Can a Runner Accelerate to Finish a 10,000 Meter Race in Time?

[jehan4141]

Please interpret this problem as you will. My professor and I seem to have different interpretations of this problem.

A runner hopes to complete the 10, 000 meter run in less than 30 minutes. After exactly 27.0 minutes, there are still 1100 meters to go. For how many seconds must then the runner accelerate at 0.20 m/s² to achieve the desired time?

The Attempt at a Solution

My interpretation was that he can run the entire 10,000 meters in LESS than 30 minutes. So this is what I did:


1. I found that starting from rest, he can run the first 8900 meters in 27 minutes.

10000-1100 = 8900 m
t = 27(60) = 1620 seconds

Thus the average velocity is v = x/t = 8900/1620
v=5.49382716 m/s

2. I know that when this velocity is reached, he starts to accelerate at a = 0.2 m/s². So I call it V_i.

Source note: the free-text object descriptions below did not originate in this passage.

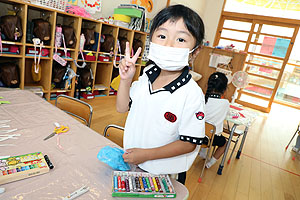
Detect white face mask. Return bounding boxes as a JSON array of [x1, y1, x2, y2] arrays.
[[148, 42, 195, 71]]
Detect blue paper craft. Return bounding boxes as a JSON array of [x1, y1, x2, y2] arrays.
[[97, 146, 130, 171]]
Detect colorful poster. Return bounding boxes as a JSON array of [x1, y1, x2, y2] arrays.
[[80, 0, 101, 14], [272, 38, 290, 58], [131, 0, 153, 12], [260, 36, 276, 55]]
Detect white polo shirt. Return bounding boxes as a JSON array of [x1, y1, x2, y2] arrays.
[[123, 64, 206, 174], [205, 97, 229, 136]]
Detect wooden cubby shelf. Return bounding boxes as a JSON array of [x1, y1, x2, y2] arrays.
[[0, 0, 147, 101]]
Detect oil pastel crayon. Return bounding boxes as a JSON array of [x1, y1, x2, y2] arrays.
[[161, 177, 170, 193], [139, 176, 144, 192], [155, 177, 162, 192], [149, 175, 155, 191], [142, 177, 148, 192], [165, 175, 174, 193], [131, 176, 137, 192], [114, 175, 118, 191], [125, 177, 130, 192], [128, 175, 133, 192], [152, 177, 159, 192], [145, 176, 152, 192], [117, 175, 122, 191], [121, 175, 126, 191], [135, 176, 141, 192]]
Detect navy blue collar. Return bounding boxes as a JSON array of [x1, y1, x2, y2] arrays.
[[208, 93, 221, 99], [145, 64, 192, 93]]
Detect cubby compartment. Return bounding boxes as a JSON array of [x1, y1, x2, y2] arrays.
[[133, 31, 147, 64], [0, 1, 147, 101], [94, 63, 113, 96], [26, 6, 55, 46], [51, 61, 73, 90], [81, 19, 101, 52], [56, 14, 79, 50], [0, 57, 23, 89], [99, 24, 118, 54], [117, 27, 134, 55], [24, 58, 51, 93], [0, 1, 26, 44]]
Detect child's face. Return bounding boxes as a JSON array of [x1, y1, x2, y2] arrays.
[[151, 18, 196, 50]]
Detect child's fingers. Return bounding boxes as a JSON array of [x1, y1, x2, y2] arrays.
[[125, 42, 130, 60], [118, 59, 127, 73], [132, 47, 142, 63]]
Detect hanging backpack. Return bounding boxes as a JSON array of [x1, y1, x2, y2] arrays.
[[0, 15, 22, 42], [0, 62, 19, 88], [62, 25, 76, 48], [32, 18, 51, 44], [100, 34, 114, 52], [82, 28, 95, 50]]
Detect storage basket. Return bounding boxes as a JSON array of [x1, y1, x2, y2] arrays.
[[30, 0, 67, 12]]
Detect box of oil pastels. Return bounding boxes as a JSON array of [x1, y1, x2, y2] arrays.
[[112, 171, 176, 198]]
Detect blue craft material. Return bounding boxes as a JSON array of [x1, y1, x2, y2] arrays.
[[97, 146, 130, 171]]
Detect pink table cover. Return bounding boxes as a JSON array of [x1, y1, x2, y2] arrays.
[[0, 90, 189, 200]]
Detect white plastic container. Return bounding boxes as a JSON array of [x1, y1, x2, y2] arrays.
[[114, 20, 129, 29]]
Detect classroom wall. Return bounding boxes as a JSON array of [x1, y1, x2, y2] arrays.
[[100, 1, 168, 19], [169, 0, 224, 45], [100, 0, 224, 45]]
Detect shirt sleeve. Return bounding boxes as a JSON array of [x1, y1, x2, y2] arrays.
[[178, 88, 207, 145]]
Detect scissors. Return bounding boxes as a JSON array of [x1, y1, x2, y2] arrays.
[[44, 125, 69, 141]]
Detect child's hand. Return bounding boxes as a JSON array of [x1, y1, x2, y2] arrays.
[[119, 42, 142, 80], [123, 148, 148, 165]]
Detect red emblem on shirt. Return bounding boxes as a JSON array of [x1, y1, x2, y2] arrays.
[[195, 112, 204, 120], [164, 112, 177, 123]]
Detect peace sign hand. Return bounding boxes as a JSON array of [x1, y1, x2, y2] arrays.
[[119, 42, 142, 80]]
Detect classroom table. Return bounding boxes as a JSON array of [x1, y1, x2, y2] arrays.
[[0, 90, 189, 200], [217, 104, 258, 175]]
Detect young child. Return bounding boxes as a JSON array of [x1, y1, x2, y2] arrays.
[[199, 72, 229, 168], [117, 5, 206, 184]]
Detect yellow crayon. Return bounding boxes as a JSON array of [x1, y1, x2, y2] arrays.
[[152, 177, 159, 192]]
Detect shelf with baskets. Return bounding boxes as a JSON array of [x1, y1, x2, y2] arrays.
[[0, 0, 147, 101]]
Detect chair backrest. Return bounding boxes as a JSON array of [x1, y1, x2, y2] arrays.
[[103, 124, 124, 147], [202, 122, 216, 148], [55, 94, 93, 127]]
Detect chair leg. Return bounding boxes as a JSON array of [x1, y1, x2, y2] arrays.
[[227, 136, 241, 164], [286, 129, 299, 150], [198, 146, 212, 183]]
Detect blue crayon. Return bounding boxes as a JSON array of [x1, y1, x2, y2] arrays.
[[142, 177, 148, 192], [114, 175, 118, 191]]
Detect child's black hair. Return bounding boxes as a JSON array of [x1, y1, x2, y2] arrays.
[[149, 4, 205, 48], [205, 72, 228, 103]]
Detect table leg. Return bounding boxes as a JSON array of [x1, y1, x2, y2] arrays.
[[217, 124, 237, 175], [236, 126, 249, 159]]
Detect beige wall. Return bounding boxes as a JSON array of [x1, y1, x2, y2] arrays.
[[99, 0, 224, 44], [169, 0, 224, 45], [202, 0, 224, 45], [100, 1, 168, 19]]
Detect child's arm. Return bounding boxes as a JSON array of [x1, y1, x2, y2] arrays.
[[123, 140, 196, 165], [116, 42, 141, 113]]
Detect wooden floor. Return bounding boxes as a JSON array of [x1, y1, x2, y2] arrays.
[[84, 96, 300, 200]]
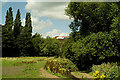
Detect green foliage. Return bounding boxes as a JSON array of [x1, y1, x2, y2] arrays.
[[91, 62, 120, 79], [2, 7, 62, 57], [41, 36, 61, 57], [8, 7, 13, 31], [65, 2, 120, 35], [61, 38, 74, 58], [69, 31, 83, 42], [66, 31, 120, 70], [14, 9, 22, 39], [69, 20, 81, 32], [25, 12, 32, 36], [2, 7, 16, 57], [16, 33, 34, 56], [32, 33, 44, 56], [64, 2, 120, 71], [44, 57, 78, 76]]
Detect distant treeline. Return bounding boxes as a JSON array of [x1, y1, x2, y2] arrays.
[[2, 7, 61, 57]]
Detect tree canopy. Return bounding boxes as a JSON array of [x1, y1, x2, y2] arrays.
[[64, 2, 120, 70], [65, 2, 120, 36]]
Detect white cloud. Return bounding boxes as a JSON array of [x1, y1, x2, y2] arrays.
[[22, 2, 71, 36], [25, 2, 69, 20], [22, 18, 25, 26], [42, 29, 69, 38], [32, 17, 54, 31], [22, 17, 54, 31], [2, 0, 9, 2]]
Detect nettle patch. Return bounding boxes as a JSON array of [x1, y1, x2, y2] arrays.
[[44, 58, 78, 76]]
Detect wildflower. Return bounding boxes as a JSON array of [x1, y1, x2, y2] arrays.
[[93, 73, 97, 76], [95, 71, 99, 74], [47, 66, 50, 70], [100, 74, 105, 78], [94, 77, 97, 79], [59, 68, 62, 70]]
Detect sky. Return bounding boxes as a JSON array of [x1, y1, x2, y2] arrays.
[[1, 1, 73, 38]]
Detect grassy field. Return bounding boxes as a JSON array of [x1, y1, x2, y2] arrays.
[[1, 57, 94, 80], [2, 57, 53, 78]]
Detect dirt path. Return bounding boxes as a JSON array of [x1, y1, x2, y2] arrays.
[[71, 72, 94, 79], [40, 68, 59, 78], [39, 57, 63, 79], [39, 57, 93, 80], [2, 66, 25, 76]]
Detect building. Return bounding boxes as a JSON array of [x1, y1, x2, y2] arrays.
[[53, 36, 69, 40]]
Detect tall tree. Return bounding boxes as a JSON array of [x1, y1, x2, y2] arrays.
[[16, 12, 34, 56], [64, 2, 120, 70], [25, 12, 32, 37], [65, 2, 120, 36], [8, 7, 13, 31], [14, 9, 22, 39], [2, 7, 15, 57]]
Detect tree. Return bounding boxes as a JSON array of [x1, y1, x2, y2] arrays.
[[16, 33, 34, 56], [32, 33, 44, 56], [42, 36, 61, 57], [64, 2, 120, 70], [8, 7, 13, 31], [16, 12, 34, 56], [65, 2, 120, 36], [24, 12, 32, 36], [14, 9, 22, 39], [2, 7, 15, 57]]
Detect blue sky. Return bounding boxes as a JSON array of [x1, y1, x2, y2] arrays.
[[2, 1, 73, 38]]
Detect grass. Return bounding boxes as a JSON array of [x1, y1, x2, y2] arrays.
[[2, 57, 95, 79], [2, 57, 50, 78], [89, 72, 93, 76]]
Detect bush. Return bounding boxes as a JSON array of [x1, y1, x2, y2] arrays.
[[67, 31, 120, 70], [44, 57, 78, 76], [92, 62, 120, 79]]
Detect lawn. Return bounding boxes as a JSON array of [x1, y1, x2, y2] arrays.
[[1, 57, 94, 80], [2, 57, 53, 78]]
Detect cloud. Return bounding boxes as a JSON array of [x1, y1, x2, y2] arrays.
[[22, 18, 25, 26], [32, 18, 54, 31], [42, 29, 69, 38], [25, 2, 69, 20], [22, 17, 54, 32], [22, 1, 71, 36]]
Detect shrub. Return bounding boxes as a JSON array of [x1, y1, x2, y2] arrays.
[[44, 57, 78, 76], [68, 31, 120, 70], [91, 62, 120, 79]]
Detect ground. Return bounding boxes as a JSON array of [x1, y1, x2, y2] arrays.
[[1, 57, 93, 79]]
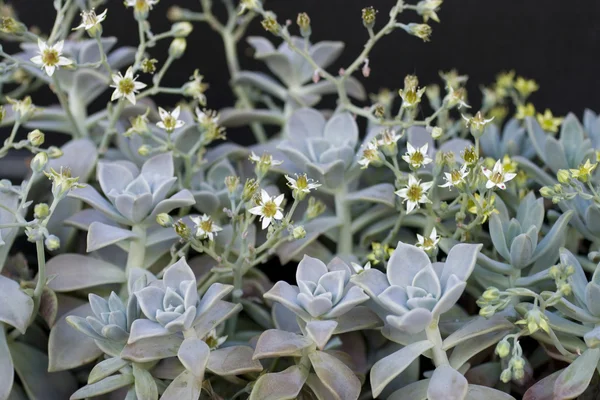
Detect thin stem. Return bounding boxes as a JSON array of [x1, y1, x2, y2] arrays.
[[52, 74, 86, 137], [99, 99, 126, 153], [335, 185, 353, 255], [28, 240, 47, 326], [123, 224, 147, 295]]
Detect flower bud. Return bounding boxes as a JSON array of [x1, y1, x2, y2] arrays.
[[495, 338, 511, 358], [407, 23, 432, 42], [481, 286, 500, 301], [479, 305, 495, 318], [141, 58, 158, 74], [169, 38, 187, 59], [174, 219, 191, 240], [261, 13, 280, 34], [297, 12, 311, 37], [292, 226, 306, 239], [7, 96, 35, 122], [225, 176, 240, 195], [27, 129, 45, 147], [47, 146, 63, 158], [361, 7, 377, 29], [500, 368, 512, 383], [45, 234, 60, 251], [557, 169, 570, 184], [172, 21, 193, 37], [0, 106, 5, 123], [0, 16, 27, 35], [156, 213, 173, 227], [138, 145, 151, 156], [34, 203, 50, 219], [242, 179, 259, 201], [31, 152, 48, 172], [305, 197, 326, 220], [539, 186, 553, 198]]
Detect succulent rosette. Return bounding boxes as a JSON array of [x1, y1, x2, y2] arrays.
[[353, 241, 481, 334]]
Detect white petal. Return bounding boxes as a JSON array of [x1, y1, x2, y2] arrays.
[[111, 89, 123, 101], [406, 201, 416, 214], [261, 217, 271, 230], [37, 38, 47, 51], [156, 122, 166, 129], [172, 106, 181, 119], [134, 81, 147, 90], [274, 194, 285, 206], [481, 167, 492, 179], [53, 40, 64, 53], [497, 183, 506, 190], [421, 181, 433, 191], [504, 173, 517, 182], [260, 190, 270, 203], [45, 65, 56, 76], [485, 180, 496, 189], [30, 56, 43, 65], [58, 57, 72, 66], [125, 93, 137, 105], [158, 107, 169, 120], [175, 121, 185, 128], [274, 210, 284, 220], [248, 206, 263, 216]]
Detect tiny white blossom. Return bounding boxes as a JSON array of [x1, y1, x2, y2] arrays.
[[156, 106, 185, 133], [402, 142, 433, 169], [204, 329, 227, 350], [191, 214, 222, 241], [416, 227, 440, 251], [358, 141, 381, 169], [285, 174, 321, 193], [124, 0, 159, 13], [482, 160, 517, 190], [248, 190, 285, 229], [439, 164, 469, 190], [395, 174, 433, 214], [377, 129, 401, 147], [195, 107, 219, 125], [249, 152, 283, 167], [110, 67, 147, 105], [74, 8, 107, 31], [30, 40, 72, 77], [351, 261, 371, 275]]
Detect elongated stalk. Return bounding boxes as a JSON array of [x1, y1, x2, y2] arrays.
[[426, 319, 449, 367], [123, 224, 147, 296], [335, 185, 353, 255]]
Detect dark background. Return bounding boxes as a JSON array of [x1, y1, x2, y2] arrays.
[[7, 0, 600, 119]]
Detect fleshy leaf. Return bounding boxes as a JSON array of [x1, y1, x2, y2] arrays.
[[0, 275, 34, 333], [0, 328, 14, 400], [87, 221, 138, 252], [207, 346, 263, 376], [70, 374, 134, 399], [46, 254, 126, 292], [554, 348, 600, 399], [132, 363, 158, 400], [88, 357, 129, 384], [161, 370, 202, 400], [249, 365, 309, 400], [306, 320, 338, 350], [309, 350, 361, 400], [253, 329, 314, 360], [370, 340, 434, 397], [177, 337, 210, 379], [427, 365, 468, 400]]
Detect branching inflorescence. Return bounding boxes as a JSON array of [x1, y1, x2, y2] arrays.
[[0, 0, 598, 399]]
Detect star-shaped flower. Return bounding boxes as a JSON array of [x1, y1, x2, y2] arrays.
[[191, 214, 222, 241], [73, 8, 107, 31], [416, 227, 440, 251], [395, 174, 433, 213], [440, 163, 469, 190], [30, 40, 72, 76], [402, 142, 432, 169], [482, 160, 517, 190], [156, 106, 185, 133], [110, 67, 147, 105], [248, 190, 285, 229]]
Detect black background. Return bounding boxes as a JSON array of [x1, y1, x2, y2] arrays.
[[7, 0, 600, 120]]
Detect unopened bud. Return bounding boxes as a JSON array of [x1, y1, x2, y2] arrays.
[[242, 179, 259, 201], [45, 234, 60, 251], [431, 126, 443, 139], [27, 129, 45, 147], [47, 146, 63, 159], [169, 38, 187, 58], [174, 219, 191, 239], [297, 12, 311, 37], [34, 203, 50, 219], [31, 152, 48, 172], [292, 226, 306, 239], [261, 13, 279, 34], [172, 21, 193, 37], [495, 338, 511, 358], [479, 305, 495, 318], [156, 213, 173, 227], [225, 176, 240, 195], [481, 286, 500, 301], [557, 169, 570, 184], [138, 145, 151, 156]]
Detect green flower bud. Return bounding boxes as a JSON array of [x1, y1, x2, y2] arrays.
[[0, 106, 5, 123], [557, 169, 570, 184], [27, 129, 45, 147], [172, 21, 193, 37], [261, 13, 280, 34], [242, 179, 259, 201], [479, 305, 495, 318], [495, 338, 511, 358], [297, 12, 311, 37], [45, 234, 60, 251], [431, 126, 443, 139], [174, 219, 191, 240], [138, 145, 151, 156], [481, 287, 500, 301], [169, 38, 187, 59], [539, 186, 553, 198], [361, 6, 377, 29], [407, 23, 432, 42], [34, 203, 50, 219], [292, 226, 306, 239], [225, 176, 240, 195], [500, 368, 512, 383], [31, 152, 48, 172], [156, 213, 173, 227], [47, 146, 63, 159]]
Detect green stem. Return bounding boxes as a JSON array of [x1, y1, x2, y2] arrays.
[[335, 185, 353, 255], [125, 224, 147, 290], [425, 319, 449, 367], [28, 240, 46, 326], [52, 74, 86, 138], [99, 100, 126, 153]]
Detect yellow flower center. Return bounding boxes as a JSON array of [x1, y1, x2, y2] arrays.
[[450, 170, 463, 183], [135, 0, 150, 12], [422, 237, 434, 249], [118, 78, 135, 95], [199, 219, 213, 233], [491, 172, 504, 184], [410, 151, 424, 165], [261, 200, 278, 218], [42, 49, 59, 66], [163, 115, 176, 131], [295, 175, 308, 191], [407, 184, 423, 202]]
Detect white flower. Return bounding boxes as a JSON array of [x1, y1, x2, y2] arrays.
[[74, 8, 107, 31], [191, 214, 222, 241], [195, 107, 219, 125], [358, 141, 381, 169], [377, 129, 401, 147], [249, 152, 283, 168], [156, 106, 185, 133], [248, 189, 285, 230], [239, 0, 261, 14], [416, 227, 440, 251], [462, 111, 494, 133], [482, 160, 517, 190], [351, 261, 371, 275], [30, 40, 72, 77], [110, 67, 147, 105], [124, 0, 159, 13], [395, 174, 433, 214], [439, 164, 469, 190], [285, 174, 321, 193], [402, 142, 433, 169], [204, 329, 227, 350]]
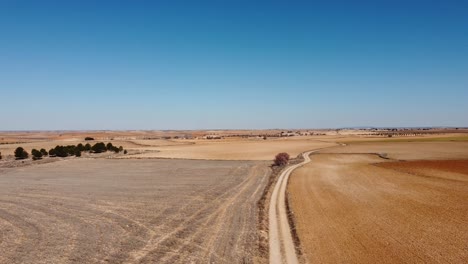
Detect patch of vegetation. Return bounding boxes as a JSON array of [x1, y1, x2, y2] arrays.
[[85, 137, 94, 141], [274, 152, 290, 166], [49, 148, 56, 157], [14, 147, 29, 160], [76, 143, 85, 152], [91, 142, 107, 153], [40, 148, 48, 156], [14, 142, 127, 161], [31, 149, 43, 160]]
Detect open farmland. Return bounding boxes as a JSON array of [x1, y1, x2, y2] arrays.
[[320, 141, 468, 160], [0, 158, 270, 263], [288, 153, 468, 263], [123, 138, 336, 160]]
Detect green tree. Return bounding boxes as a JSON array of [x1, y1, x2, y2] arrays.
[[124, 150, 128, 154], [77, 143, 85, 151], [49, 148, 56, 157], [91, 142, 107, 153], [111, 146, 120, 153], [40, 148, 48, 156], [66, 145, 76, 156], [54, 146, 68, 157], [106, 142, 114, 151], [14, 147, 29, 160], [84, 143, 91, 151], [31, 149, 43, 160], [74, 149, 82, 157]]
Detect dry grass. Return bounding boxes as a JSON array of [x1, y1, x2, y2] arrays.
[[123, 138, 336, 160], [0, 158, 270, 263]]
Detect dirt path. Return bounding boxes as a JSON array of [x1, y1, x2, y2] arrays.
[[269, 151, 315, 264], [0, 158, 270, 263]]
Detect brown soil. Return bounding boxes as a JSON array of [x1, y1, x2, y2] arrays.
[[0, 158, 270, 264], [378, 159, 468, 178], [288, 154, 468, 264], [320, 141, 468, 160]]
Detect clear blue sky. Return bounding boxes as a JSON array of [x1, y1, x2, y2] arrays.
[[1, 1, 467, 130]]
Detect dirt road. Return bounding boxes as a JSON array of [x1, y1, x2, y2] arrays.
[[0, 158, 270, 263], [269, 151, 315, 264]]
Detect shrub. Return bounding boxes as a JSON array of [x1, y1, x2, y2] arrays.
[[112, 146, 120, 153], [91, 142, 107, 153], [119, 146, 123, 152], [0, 151, 2, 160], [76, 143, 84, 151], [85, 137, 94, 141], [106, 142, 114, 151], [74, 149, 81, 157], [84, 143, 91, 151], [14, 147, 29, 160], [31, 149, 43, 160], [40, 148, 48, 156], [274, 152, 290, 166], [49, 148, 56, 157], [54, 145, 69, 157], [66, 145, 76, 156], [124, 150, 128, 154]]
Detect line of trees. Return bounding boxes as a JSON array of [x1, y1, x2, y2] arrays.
[[14, 142, 127, 160]]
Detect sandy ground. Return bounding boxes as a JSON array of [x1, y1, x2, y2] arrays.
[[0, 158, 270, 264], [288, 154, 468, 263], [123, 138, 336, 160]]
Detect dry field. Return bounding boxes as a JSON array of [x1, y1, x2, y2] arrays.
[[0, 158, 270, 263], [2, 130, 468, 264], [288, 153, 468, 263], [123, 138, 336, 160], [0, 131, 337, 161], [321, 141, 468, 160]]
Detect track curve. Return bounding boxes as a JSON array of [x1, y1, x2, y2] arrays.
[[269, 151, 315, 264]]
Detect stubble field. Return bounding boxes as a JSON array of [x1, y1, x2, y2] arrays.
[[0, 158, 270, 263]]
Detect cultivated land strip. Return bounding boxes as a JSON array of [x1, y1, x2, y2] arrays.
[[288, 154, 468, 263], [0, 159, 270, 263], [269, 151, 315, 264]]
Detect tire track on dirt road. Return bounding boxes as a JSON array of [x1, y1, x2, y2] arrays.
[[269, 151, 315, 264]]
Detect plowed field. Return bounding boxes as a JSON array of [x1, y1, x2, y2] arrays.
[[288, 154, 468, 263]]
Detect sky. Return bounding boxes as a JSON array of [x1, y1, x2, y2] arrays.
[[1, 0, 467, 130]]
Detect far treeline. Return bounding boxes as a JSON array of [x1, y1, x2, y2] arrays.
[[14, 142, 128, 160]]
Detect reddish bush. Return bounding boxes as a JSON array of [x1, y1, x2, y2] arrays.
[[274, 152, 290, 166]]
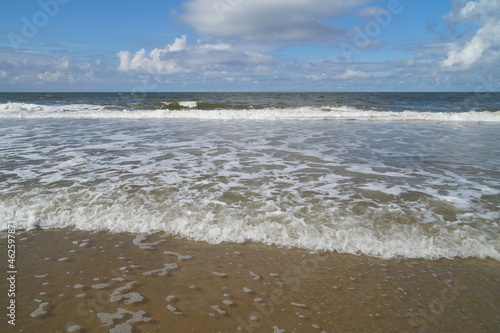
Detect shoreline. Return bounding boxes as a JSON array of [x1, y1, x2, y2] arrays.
[[2, 229, 499, 332]]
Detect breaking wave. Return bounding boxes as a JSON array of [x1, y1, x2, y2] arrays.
[[1, 102, 499, 121]]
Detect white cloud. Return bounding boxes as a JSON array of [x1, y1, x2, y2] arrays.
[[181, 0, 367, 43], [116, 35, 272, 75], [57, 55, 70, 70], [441, 0, 500, 71], [197, 41, 230, 50], [117, 35, 189, 74], [0, 50, 114, 91], [37, 71, 61, 82], [335, 68, 371, 79], [116, 48, 186, 75], [169, 35, 187, 52], [299, 73, 329, 81]]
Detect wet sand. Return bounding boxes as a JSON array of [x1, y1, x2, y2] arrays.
[[1, 229, 499, 333]]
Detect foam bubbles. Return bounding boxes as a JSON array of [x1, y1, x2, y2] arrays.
[[164, 251, 192, 260], [1, 102, 500, 122], [178, 101, 198, 108], [30, 302, 49, 317], [91, 283, 109, 289], [133, 234, 161, 249], [1, 109, 499, 261], [67, 325, 81, 332], [142, 263, 178, 276], [110, 281, 143, 304], [167, 304, 182, 315], [97, 308, 151, 332]]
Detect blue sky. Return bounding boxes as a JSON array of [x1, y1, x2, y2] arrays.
[[0, 0, 498, 92]]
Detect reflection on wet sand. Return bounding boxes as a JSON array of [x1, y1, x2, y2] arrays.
[[3, 229, 499, 332]]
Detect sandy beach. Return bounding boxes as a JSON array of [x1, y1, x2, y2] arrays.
[[1, 229, 499, 333]]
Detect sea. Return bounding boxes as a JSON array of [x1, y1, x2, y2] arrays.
[[1, 92, 499, 261]]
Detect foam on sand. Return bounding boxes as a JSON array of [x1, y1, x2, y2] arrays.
[[11, 229, 500, 332]]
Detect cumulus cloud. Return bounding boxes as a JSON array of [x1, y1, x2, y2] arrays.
[[57, 55, 70, 70], [181, 0, 368, 43], [37, 71, 61, 82], [0, 49, 111, 91], [117, 35, 189, 74], [335, 68, 371, 79], [116, 35, 272, 75], [298, 73, 329, 81], [441, 0, 500, 71]]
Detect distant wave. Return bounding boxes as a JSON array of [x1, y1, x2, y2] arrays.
[[1, 102, 499, 122]]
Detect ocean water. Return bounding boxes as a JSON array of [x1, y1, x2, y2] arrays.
[[1, 92, 499, 260]]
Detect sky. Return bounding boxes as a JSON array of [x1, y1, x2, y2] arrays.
[[0, 0, 499, 92]]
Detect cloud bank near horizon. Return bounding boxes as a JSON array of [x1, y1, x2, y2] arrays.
[[0, 0, 498, 91]]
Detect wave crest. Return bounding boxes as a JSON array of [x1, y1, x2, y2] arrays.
[[1, 102, 499, 121]]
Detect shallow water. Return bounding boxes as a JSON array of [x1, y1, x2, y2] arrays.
[[1, 92, 499, 260]]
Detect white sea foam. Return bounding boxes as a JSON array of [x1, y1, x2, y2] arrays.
[[92, 283, 109, 289], [142, 263, 178, 276], [167, 304, 182, 315], [67, 325, 81, 332], [1, 113, 499, 262], [211, 305, 226, 314], [30, 302, 49, 317], [164, 251, 192, 260], [0, 102, 499, 122], [291, 302, 306, 307], [97, 308, 151, 332], [110, 281, 143, 304], [133, 234, 161, 249], [178, 101, 198, 108]]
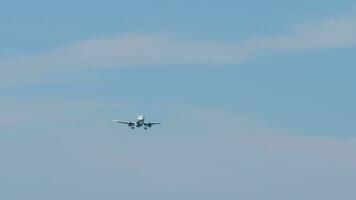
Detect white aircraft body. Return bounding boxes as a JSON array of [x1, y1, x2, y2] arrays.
[[112, 115, 161, 129]]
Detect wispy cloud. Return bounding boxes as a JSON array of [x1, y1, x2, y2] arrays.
[[1, 17, 356, 86], [251, 18, 356, 51]]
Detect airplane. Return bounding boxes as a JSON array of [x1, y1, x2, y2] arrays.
[[112, 115, 161, 130]]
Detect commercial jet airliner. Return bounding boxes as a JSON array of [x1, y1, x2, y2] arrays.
[[112, 115, 161, 129]]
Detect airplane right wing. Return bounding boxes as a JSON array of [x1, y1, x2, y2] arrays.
[[112, 120, 135, 126]]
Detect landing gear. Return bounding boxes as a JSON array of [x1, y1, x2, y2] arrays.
[[131, 126, 135, 129], [144, 126, 148, 130]]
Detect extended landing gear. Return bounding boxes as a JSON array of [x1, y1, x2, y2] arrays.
[[131, 126, 135, 129], [144, 126, 148, 130]]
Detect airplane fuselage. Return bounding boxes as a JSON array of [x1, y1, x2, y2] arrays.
[[135, 115, 145, 127], [130, 115, 146, 128]]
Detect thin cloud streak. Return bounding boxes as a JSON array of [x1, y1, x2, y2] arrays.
[[1, 17, 356, 86], [251, 18, 356, 51]]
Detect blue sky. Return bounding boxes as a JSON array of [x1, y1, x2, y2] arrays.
[[1, 1, 356, 199]]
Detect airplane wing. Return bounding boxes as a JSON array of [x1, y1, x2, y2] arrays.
[[112, 120, 134, 125], [144, 122, 161, 127]]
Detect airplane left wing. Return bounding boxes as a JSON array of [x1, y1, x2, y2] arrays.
[[144, 122, 161, 127]]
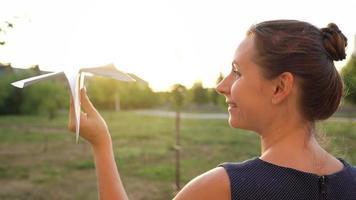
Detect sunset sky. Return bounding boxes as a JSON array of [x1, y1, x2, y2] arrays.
[[1, 0, 355, 91]]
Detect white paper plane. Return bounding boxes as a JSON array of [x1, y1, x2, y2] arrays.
[[11, 63, 135, 142]]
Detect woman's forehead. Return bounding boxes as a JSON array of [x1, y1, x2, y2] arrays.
[[233, 36, 255, 68]]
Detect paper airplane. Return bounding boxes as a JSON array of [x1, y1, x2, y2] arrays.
[[11, 63, 135, 142]]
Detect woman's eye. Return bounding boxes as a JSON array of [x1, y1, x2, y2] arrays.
[[232, 69, 241, 78]]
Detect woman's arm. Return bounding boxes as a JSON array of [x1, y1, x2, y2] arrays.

Starting from V_i = 5.49 m/s, he has 1100 meters left to run.
Using the equation x = x_o + V_it + 0.5at² I get
1100 = 5.49t + 0.5(0.2)t²

Cleaned up you get
0.1t² + 5.49t - 1100 = 0
Solve. T = 80.94928247

Is my answer correct? My teacher's answer is different than mine. Did I misinterpret the problem somewhere? How is your interpretation? Thank you!

 

[hotvette]

Your approach assumes the acceleration remains until the race is finished, so the runner's total time is ~28:20. I suspect the intent of the problem is to find out how long the runner needs to accelerate, then coast at the final velocity, to finish the race in exactly 30 minutes. I know the problem statement say's 'under', but how much under isn't stated, so I think the problem could have been worded better.

 

[jehan4141]

I believe you are correct. Her email said that. I would never have interpreted the problem that way :( let's hope the quiz isn't like that! Thank you so much!

 

[hotvette]

One thing you can do in a situation like this is state that the probem is not clear and why, then list the assummptions you choose to use (because the wording isn't clear) and solve the problem. You might get partial credit if you solve a different problem than what was intended but make a good logical case.